3. Processing Approach:

   • Brute Force: For each element, we create a new heap and process all previous elements
   • Heap + Prefix Sum: We maintain a single heap and process elements in order, reusing the sum

Why the Second Solution Works Better

1. Single Pass Processing:

   • Instead of creating a new heap for each element, we maintain a single heap
   • We process elements in sorted order, which allows us to reuse the sum from previous calculations

2. Efficient Sum Maintenance:

   • We keep track of the running sum using a single variable
   • When the heap size exceeds k, we remove the smallest element and subtract it from the sum
   • This avoids recalculating the sum for each element

3. Smart Index Tracking:

   • We use a map to store the sum for each index
   • This allows us to process elements in sorted order but maintain the original order in the result

4. Early Break Condition:

   • The solution uses if (value <= value2) break to stop processing when we encounter a larger value
   • This optimization prevents unnecessary processing of elements that won't contribute to the sum

The second solution is more efficient because it eliminates redundant calculations and reuses the work done for previous elements, making it suitable for larger input sizes.
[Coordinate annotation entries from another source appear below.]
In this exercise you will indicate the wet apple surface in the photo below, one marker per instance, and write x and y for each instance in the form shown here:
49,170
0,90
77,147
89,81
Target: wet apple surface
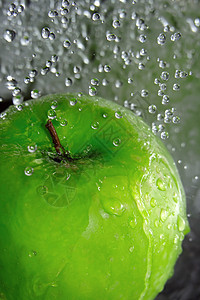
101,212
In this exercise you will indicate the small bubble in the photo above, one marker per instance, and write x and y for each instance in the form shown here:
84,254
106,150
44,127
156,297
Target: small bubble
32,148
35,94
144,93
96,17
116,23
116,142
110,37
176,120
176,87
51,114
160,184
94,81
107,68
28,171
32,253
163,215
152,109
67,44
9,35
113,207
161,39
164,135
164,76
153,202
92,91
68,81
165,100
73,102
118,115
45,33
95,125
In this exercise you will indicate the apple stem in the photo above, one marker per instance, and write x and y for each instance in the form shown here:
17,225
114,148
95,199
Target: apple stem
56,141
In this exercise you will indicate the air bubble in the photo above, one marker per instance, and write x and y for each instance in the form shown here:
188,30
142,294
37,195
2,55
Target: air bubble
164,135
95,125
67,44
28,171
32,148
118,115
116,142
152,109
68,81
116,23
73,102
9,35
96,17
45,33
35,94
161,39
164,76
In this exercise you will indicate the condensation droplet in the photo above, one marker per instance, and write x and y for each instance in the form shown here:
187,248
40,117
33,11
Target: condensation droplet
116,142
32,148
28,171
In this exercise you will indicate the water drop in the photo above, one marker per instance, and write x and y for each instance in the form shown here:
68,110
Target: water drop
161,185
94,81
118,115
153,202
92,91
67,44
116,23
95,125
163,215
113,207
32,148
73,102
164,135
9,35
152,109
35,94
51,114
68,81
45,33
164,76
96,17
161,39
28,171
116,142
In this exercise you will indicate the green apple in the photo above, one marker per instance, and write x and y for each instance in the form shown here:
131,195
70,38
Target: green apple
92,206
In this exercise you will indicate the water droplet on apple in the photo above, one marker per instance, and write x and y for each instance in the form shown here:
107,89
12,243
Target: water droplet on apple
113,207
180,223
163,215
118,115
28,171
51,114
116,142
160,184
32,148
95,125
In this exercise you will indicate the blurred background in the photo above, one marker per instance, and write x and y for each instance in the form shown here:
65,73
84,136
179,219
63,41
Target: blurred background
144,55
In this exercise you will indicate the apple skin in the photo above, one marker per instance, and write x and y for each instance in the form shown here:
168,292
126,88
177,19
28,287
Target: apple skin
108,225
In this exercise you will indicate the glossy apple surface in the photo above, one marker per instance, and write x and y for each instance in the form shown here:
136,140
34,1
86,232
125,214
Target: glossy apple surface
106,224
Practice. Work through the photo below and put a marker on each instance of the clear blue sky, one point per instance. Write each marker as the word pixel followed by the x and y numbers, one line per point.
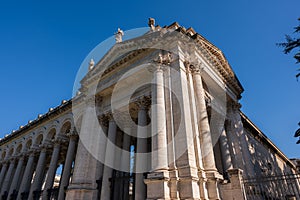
pixel 42 45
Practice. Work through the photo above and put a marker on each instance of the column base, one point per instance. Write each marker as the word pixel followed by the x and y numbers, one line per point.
pixel 157 185
pixel 213 178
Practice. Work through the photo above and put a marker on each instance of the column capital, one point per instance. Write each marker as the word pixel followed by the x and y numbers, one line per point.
pixel 143 102
pixel 93 100
pixel 72 135
pixel 163 58
pixel 196 68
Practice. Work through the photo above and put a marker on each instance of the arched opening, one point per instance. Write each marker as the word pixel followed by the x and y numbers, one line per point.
pixel 28 145
pixel 39 139
pixel 3 155
pixel 66 128
pixel 19 149
pixel 51 134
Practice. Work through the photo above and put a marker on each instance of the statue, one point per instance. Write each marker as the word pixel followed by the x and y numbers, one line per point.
pixel 119 35
pixel 151 23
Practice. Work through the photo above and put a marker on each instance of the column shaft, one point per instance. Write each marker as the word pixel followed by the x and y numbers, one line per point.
pixel 39 174
pixel 7 180
pixel 3 172
pixel 159 135
pixel 226 157
pixel 67 168
pixel 109 159
pixel 141 161
pixel 16 179
pixel 51 170
pixel 27 177
pixel 126 162
pixel 205 137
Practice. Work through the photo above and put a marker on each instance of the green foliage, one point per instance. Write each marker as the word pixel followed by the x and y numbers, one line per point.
pixel 293 44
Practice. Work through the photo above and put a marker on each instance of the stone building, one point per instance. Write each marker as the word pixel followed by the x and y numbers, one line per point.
pixel 158 117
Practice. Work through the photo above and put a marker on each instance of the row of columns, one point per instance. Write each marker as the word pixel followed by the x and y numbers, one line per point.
pixel 190 174
pixel 16 175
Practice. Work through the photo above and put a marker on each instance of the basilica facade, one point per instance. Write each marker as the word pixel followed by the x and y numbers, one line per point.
pixel 157 117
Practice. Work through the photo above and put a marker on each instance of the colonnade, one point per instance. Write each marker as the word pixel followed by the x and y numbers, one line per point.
pixel 30 174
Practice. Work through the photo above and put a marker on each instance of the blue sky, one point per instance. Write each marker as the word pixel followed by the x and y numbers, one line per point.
pixel 42 45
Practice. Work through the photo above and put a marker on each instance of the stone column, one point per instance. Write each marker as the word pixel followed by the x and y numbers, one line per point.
pixel 157 180
pixel 211 172
pixel 27 176
pixel 68 166
pixel 141 161
pixel 225 151
pixel 52 168
pixel 83 184
pixel 3 172
pixel 197 142
pixel 109 159
pixel 7 179
pixel 39 173
pixel 158 116
pixel 16 178
pixel 125 163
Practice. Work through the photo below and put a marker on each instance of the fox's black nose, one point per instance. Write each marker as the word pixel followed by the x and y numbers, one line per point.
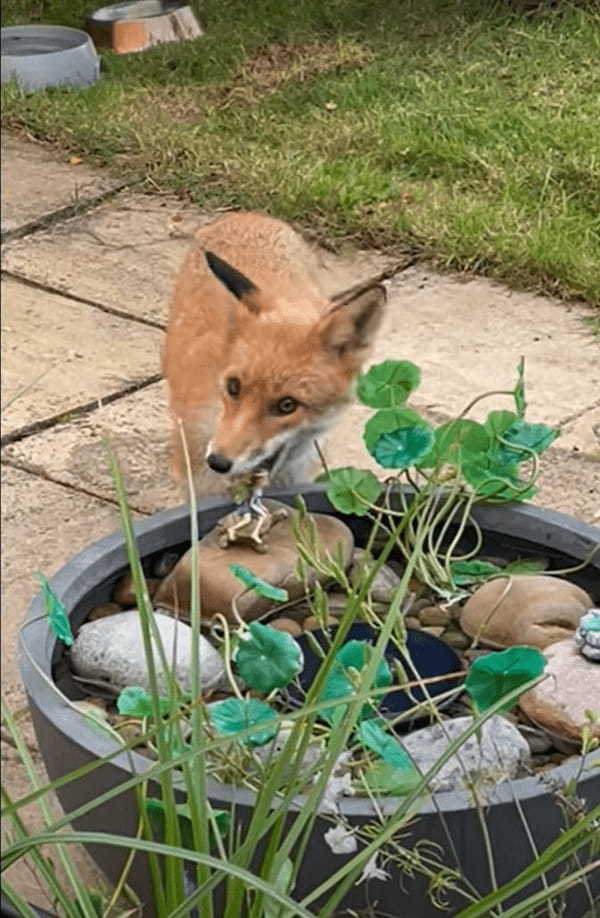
pixel 219 463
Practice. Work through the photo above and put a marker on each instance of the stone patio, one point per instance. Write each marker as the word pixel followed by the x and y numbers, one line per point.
pixel 87 271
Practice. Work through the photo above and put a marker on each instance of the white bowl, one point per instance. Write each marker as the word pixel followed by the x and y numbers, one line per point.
pixel 39 56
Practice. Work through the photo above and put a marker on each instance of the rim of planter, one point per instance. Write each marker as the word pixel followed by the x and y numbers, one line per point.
pixel 88 569
pixel 41 56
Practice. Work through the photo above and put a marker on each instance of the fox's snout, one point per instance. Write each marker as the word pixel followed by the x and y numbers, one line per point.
pixel 219 463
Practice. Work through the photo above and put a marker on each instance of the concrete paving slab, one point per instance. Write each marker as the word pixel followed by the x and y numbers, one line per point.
pixel 74 453
pixel 58 354
pixel 467 337
pixel 125 255
pixel 35 186
pixel 44 525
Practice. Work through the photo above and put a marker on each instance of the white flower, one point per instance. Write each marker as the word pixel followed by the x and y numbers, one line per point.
pixel 372 872
pixel 337 785
pixel 341 840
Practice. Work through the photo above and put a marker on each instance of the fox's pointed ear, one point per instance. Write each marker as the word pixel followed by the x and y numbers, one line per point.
pixel 350 328
pixel 237 283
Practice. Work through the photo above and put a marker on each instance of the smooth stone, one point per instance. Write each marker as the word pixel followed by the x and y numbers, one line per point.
pixel 112 650
pixel 386 581
pixel 457 639
pixel 499 753
pixel 278 566
pixel 536 611
pixel 434 615
pixel 559 703
pixel 109 608
pixel 433 630
pixel 124 592
pixel 288 625
pixel 538 740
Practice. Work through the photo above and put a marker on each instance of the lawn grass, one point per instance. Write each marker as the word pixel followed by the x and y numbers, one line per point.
pixel 462 129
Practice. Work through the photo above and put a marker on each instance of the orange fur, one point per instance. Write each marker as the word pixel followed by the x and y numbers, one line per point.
pixel 280 338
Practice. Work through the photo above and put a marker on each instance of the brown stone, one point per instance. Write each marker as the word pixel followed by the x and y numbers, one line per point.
pixel 218 586
pixel 288 625
pixel 109 608
pixel 124 592
pixel 433 615
pixel 536 610
pixel 433 630
pixel 559 703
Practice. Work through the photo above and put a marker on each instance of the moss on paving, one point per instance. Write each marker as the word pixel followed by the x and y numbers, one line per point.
pixel 467 130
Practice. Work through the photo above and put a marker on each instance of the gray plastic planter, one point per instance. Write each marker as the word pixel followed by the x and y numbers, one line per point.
pixel 40 56
pixel 67 742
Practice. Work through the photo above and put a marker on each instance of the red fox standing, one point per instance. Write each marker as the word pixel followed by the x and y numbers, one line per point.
pixel 258 361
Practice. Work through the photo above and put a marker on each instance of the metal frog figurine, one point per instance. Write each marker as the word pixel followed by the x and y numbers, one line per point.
pixel 252 520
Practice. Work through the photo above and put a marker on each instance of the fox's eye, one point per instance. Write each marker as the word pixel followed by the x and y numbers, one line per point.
pixel 286 405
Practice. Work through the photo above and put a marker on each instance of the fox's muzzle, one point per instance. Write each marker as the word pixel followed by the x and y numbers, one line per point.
pixel 219 463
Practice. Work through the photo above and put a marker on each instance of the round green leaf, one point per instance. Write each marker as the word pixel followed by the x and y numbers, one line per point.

Key Intuitions and Observations

1. Redundant Calculations:

   • In the brute force solution, we were recalculating the same sums multiple times
   • For each element i, we were processing all previous elements (0 to i-1) again
   • This led to O(n²) complexity as we were doing the same work repeatedly

2. Order Matters:

   • We noticed that if we process elements in sorted order of nums1, we can maintain a single heap
   • When we process a new element, we only need to consider elements that are smaller than the current value
   • This is why we sort the valueIndex array by nums1 values

3. Running Sum Pattern:

   • Instead of recalculating the sum for each element, we can maintain a running sum
   • When we add a new element to the heap, we add its value to the sum
   • When we remove an element (if heap size > k), we subtract its value from the sum
   • This gives us O(1) sum updates instead of O(k) recalculations

4. State Reuse:

   • The key insight was that we don't need to create a new heap for each element
   • The state (heap and sum) from processing previous elements can be reused
   • We just need to maintain the k largest elements from nums2 that correspond to smaller nums1 values

5. Early Termination:

   • We observed that once we encounter a nums1 value that's greater than or equal to the current value, we can stop processing
   • This is because those elements won't contribute to the sum for the current element
   • This optimization is implemented in the if (value <= value2) break condition

These observations led to the transformation from a brute force approach to an efficient solution that processes each element only once while maintaining the correct order of results.